But Dutch Prime Minister Mark Rutte said he still had questions about the compromise, like his neighbours in Belgium and Luxembourg. He had planned to seek legal advice, particularly as to whether the compromise would violate the agreement previously reached between EU member countries and the European Parliament.
Rutte said he also wanted to be sure that any court ruling “can retroactively establish that violations have occurred”.
Luxembourg’s prime minister, Xavier Bettel, said it is normal for Hungary and Poland to want to have judicial review.
“But nothing must change in the rules. Nothing. If we start diluting, or to say that we don’t care about values or justice; no.

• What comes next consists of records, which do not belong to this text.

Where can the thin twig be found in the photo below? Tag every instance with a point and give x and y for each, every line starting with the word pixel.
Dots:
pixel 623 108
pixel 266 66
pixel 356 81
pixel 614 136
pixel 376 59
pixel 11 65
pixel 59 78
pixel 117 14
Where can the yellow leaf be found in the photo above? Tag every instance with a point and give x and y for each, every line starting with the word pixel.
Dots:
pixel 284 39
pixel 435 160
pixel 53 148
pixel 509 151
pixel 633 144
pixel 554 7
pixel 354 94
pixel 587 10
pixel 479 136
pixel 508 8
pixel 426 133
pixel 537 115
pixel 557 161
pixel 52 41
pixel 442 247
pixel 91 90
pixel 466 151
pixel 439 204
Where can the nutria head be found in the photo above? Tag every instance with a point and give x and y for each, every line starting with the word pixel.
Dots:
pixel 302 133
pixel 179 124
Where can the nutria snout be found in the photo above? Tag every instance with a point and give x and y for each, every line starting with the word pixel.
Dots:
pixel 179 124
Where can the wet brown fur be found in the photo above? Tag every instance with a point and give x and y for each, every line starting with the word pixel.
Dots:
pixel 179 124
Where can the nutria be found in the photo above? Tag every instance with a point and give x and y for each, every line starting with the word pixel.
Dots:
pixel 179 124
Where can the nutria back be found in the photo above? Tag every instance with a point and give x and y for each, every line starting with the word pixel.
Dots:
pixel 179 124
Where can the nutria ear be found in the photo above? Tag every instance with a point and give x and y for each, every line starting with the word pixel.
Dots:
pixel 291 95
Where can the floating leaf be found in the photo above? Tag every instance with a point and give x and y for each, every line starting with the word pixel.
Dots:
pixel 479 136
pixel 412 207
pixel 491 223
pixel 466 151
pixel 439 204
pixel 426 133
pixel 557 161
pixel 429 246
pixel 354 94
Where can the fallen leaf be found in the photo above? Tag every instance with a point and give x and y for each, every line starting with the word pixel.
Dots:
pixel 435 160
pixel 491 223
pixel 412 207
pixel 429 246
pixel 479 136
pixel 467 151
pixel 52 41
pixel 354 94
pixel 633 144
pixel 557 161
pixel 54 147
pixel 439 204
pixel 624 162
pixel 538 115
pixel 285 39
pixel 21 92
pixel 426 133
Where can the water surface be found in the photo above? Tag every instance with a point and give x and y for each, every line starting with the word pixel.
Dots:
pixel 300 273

If we want rule of law we must have a mechanism that works,” Bettel said.
Daniel Freund, the Green group negotiator on the rule of law in the European Parliament, warned that the compromise being discussed would put the system “on hold for 1-2 years.”
“Europe’s rule of law is in crisis,” he said, adding that EU members should not be pressing the European Commission to avoid enforcing “existing laws while judicial independence is abolished in Poland or billions of EU funds end up with Orban’s family and friends.”
Had the leaders failed to adopt the budget for 2021-27 before the end of the year, the bloc would have been forced to function on limited resources, with a maximum of one-twelfth of the budget for the previous financial year to be spent each month.
Many projects for Poland and Hungary — which are already being formally investigated by the EU for their potential violations of the rule of law — would have been held up.